On February 10, Hezbollah attacked two border positions of the Israeli Defense Forces (IDF) and downed a drone over southern Lebanon.
The group said in two separate statements, that its fighters fired rockets at the Biranit barracks and the site of Jal al-Alam. In another statement, it announced that it had downed and captured a Skylark reconnaissance drone of the IDF, noting that it was in “a good technical condition.”
The attacks were carried out “to support the steadfast Palestinian people in the Gaza Strip and in support of their brave and honorable resistance,” Hezbollah noted its statements.
In response to the attacks, the IDF said that its fighter jets carried out strikes against a building used by Hezbollah in the town of Bint Jbeil and an observation post in the town of Markaba in southern Lebanon.
It also announced that it struck a Hezbollah command center and another site used by the group’s air defense unit overnight.
Separately, Lebanese media said that a “double-tap” drone strike hit a vehicle in the town of Jadra, some 60 kilometers away from the border with Israel.

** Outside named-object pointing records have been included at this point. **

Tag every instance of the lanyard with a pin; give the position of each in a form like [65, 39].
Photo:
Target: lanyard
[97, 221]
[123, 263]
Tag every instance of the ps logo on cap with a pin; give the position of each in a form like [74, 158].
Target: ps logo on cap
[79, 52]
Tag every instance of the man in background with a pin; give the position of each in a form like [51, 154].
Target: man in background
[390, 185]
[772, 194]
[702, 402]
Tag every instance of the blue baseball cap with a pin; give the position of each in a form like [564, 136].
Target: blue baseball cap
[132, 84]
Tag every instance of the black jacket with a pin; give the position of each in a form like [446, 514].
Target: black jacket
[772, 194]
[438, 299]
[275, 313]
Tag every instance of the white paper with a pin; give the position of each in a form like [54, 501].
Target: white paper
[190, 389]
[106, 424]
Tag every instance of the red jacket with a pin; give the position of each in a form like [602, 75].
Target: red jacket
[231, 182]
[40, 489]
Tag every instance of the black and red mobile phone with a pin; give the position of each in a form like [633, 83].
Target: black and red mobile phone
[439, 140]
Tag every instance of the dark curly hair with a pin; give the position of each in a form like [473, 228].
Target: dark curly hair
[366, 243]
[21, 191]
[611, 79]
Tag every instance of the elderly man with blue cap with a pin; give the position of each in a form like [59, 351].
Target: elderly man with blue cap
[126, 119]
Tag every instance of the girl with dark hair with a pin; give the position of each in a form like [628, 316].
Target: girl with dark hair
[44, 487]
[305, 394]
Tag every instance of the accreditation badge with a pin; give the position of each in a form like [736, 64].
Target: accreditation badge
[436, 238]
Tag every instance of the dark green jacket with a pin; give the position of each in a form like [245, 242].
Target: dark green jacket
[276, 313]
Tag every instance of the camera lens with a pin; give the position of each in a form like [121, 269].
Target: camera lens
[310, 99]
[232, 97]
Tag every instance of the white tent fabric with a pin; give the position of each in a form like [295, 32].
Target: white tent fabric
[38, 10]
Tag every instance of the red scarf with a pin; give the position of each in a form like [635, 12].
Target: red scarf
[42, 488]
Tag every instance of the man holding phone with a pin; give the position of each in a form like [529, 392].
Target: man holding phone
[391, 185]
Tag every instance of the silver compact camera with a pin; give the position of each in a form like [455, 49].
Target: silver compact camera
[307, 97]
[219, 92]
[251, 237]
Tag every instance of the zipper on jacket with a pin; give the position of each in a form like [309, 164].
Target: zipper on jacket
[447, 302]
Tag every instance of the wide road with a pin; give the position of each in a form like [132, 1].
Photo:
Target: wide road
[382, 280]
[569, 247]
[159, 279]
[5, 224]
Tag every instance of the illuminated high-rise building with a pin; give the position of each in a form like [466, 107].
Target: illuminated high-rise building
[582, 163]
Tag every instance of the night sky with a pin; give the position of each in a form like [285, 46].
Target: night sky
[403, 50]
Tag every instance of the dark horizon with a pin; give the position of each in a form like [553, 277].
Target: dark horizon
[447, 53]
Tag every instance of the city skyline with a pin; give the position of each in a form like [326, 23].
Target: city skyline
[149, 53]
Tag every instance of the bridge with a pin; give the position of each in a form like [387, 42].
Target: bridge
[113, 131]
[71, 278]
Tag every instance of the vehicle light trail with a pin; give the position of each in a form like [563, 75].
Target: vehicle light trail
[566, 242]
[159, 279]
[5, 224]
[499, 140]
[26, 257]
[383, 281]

The strike claimed the lives of three people, one of whom was reportedly a Syrian national.
A Palestinian security official tells AFP that the drone strike targeted a senior commander of the Hamas Movement, but he survived.

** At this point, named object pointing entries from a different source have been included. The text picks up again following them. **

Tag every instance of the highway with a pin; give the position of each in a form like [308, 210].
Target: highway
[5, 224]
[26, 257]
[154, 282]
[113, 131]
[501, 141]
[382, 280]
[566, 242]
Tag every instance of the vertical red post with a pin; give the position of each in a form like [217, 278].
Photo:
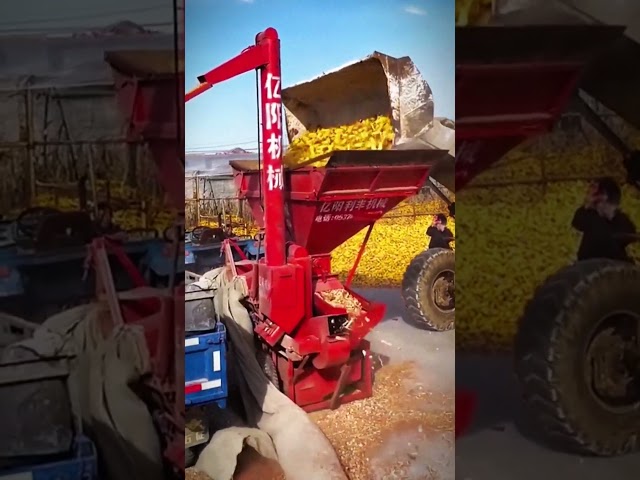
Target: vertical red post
[273, 169]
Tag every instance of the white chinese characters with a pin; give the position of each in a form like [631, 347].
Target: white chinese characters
[373, 204]
[275, 178]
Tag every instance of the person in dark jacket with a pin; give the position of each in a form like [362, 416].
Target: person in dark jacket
[441, 236]
[606, 230]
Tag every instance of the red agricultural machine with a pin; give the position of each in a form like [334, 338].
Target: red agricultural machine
[319, 351]
[149, 88]
[577, 350]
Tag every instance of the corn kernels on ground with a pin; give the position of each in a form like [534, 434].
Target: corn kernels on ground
[370, 134]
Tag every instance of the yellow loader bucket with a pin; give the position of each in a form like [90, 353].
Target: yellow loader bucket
[377, 85]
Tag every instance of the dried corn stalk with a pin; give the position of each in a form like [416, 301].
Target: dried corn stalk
[473, 12]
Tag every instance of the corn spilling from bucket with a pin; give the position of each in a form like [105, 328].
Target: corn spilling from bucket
[375, 133]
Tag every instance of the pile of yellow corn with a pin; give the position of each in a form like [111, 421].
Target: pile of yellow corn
[240, 225]
[127, 219]
[473, 12]
[513, 237]
[395, 240]
[370, 134]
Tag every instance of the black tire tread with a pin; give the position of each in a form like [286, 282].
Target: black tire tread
[420, 315]
[545, 321]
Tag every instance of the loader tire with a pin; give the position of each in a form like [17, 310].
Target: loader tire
[429, 274]
[568, 388]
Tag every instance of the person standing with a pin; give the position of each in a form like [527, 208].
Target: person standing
[606, 230]
[439, 233]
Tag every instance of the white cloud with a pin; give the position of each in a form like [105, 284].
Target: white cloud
[414, 10]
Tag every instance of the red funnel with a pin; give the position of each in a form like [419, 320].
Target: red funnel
[324, 207]
[150, 95]
[513, 83]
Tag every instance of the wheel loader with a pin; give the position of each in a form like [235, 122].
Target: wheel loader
[577, 346]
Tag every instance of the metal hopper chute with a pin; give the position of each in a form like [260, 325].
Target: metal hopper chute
[377, 85]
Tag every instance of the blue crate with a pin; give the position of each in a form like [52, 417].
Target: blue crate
[205, 368]
[83, 465]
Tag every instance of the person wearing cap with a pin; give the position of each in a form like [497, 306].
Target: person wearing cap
[440, 235]
[606, 230]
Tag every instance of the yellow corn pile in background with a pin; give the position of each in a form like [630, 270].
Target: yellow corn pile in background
[395, 240]
[126, 218]
[371, 134]
[514, 237]
[473, 12]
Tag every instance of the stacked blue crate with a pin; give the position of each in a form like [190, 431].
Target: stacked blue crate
[205, 371]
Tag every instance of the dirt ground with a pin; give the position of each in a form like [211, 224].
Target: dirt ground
[405, 431]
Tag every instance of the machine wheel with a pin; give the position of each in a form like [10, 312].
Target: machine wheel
[428, 289]
[576, 356]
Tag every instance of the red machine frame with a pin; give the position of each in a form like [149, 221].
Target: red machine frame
[306, 213]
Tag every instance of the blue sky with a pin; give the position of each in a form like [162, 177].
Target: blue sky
[316, 36]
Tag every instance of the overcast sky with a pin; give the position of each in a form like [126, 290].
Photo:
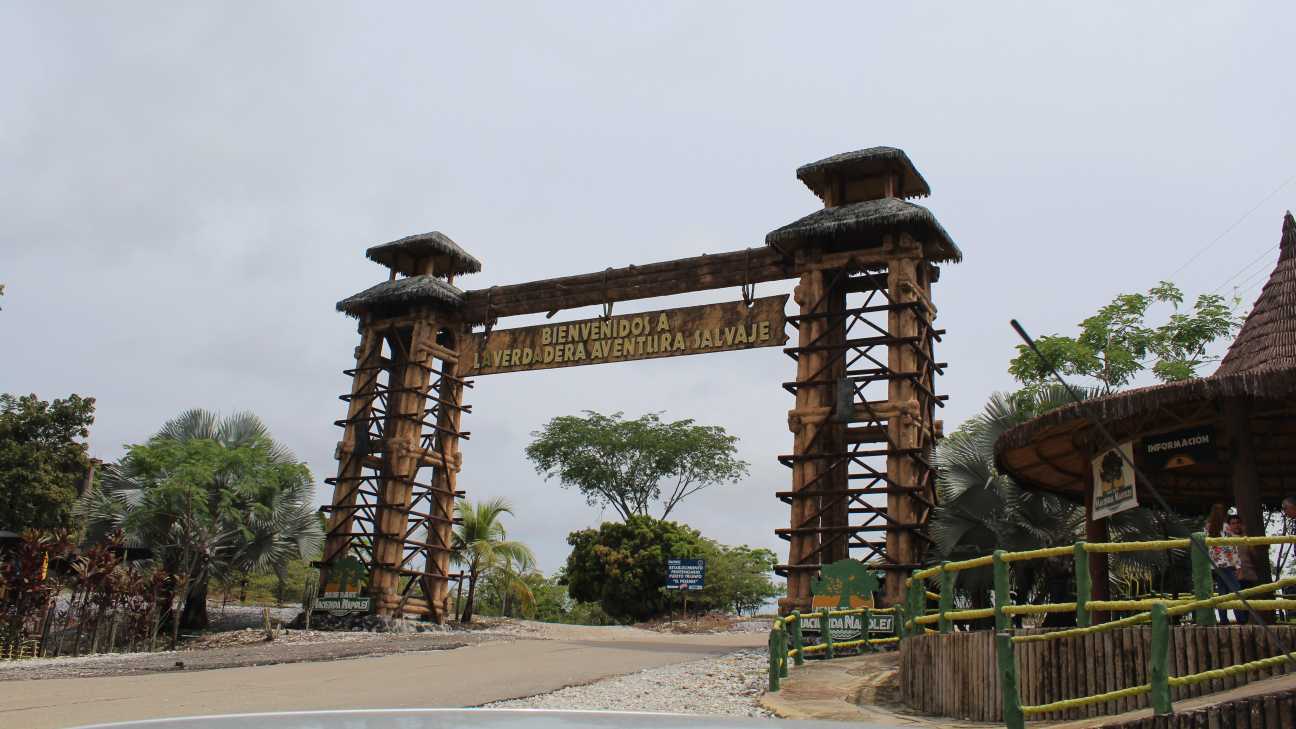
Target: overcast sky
[187, 190]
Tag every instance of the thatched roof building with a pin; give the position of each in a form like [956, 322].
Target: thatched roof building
[1249, 402]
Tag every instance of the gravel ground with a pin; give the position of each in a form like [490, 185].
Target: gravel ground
[237, 638]
[729, 685]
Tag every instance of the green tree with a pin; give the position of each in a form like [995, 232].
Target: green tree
[1119, 343]
[738, 577]
[43, 465]
[629, 465]
[622, 564]
[482, 546]
[211, 497]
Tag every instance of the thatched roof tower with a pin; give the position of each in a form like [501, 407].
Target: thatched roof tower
[428, 265]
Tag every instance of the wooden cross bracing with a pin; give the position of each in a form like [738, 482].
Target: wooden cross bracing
[393, 503]
[853, 446]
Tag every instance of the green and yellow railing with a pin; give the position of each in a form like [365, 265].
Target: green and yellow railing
[17, 650]
[787, 642]
[915, 615]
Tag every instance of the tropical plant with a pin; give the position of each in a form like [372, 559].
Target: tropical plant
[983, 509]
[624, 463]
[1117, 343]
[210, 497]
[481, 546]
[738, 577]
[43, 459]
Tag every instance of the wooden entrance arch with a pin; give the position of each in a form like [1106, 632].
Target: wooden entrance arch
[863, 419]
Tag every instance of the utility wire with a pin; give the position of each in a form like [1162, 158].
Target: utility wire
[1268, 250]
[1230, 583]
[1229, 230]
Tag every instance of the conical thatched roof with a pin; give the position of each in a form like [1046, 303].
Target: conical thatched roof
[392, 296]
[861, 225]
[863, 164]
[1260, 366]
[1268, 337]
[449, 258]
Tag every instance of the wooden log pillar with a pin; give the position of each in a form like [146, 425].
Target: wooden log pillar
[906, 284]
[835, 503]
[445, 481]
[402, 457]
[813, 406]
[1095, 532]
[353, 449]
[1246, 478]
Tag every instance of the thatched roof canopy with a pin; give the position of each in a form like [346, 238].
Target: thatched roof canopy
[447, 257]
[1260, 367]
[394, 296]
[870, 162]
[862, 225]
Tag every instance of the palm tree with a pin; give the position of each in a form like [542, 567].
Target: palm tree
[252, 514]
[983, 510]
[481, 545]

The commander in question was identified by The Times of Israel as Basel Salah, a Hamas member charged with recruiting and managing members of the group, including in the West Bank. Salah is believed to have been wounded in the drone strike.

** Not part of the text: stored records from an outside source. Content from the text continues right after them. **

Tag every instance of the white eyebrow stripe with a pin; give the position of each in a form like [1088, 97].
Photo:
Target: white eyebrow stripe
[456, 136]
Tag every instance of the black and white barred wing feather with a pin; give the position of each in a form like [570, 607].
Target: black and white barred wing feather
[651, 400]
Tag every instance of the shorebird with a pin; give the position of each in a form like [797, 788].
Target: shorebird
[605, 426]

Hezbollah later said that two of its fighters were killed on the “road to Jerusalem,” a phrase usually used to refer to members killed by the IDF during the ongoing confrontation.
The clashes on the Lebanese-Israeli border first broke out after the start of the war in Gaza, with Hezbollah and its allies, including Hamas and other Palestinian armed factions, carrying out attacks in support of the Strip.
As of February 10, the clashes on the Lebanese-Israeli border have resulted in six civilian deaths on the Israeli side, as well as the deaths of nine IDF soldiers. On the Lebanese side, more than 200 have been killed. The toll includes 177 Hezbollah fighters, 14 of whom were killed in Syria, 28 Palestinians, a Lebanese soldier, and at least 28 civilians.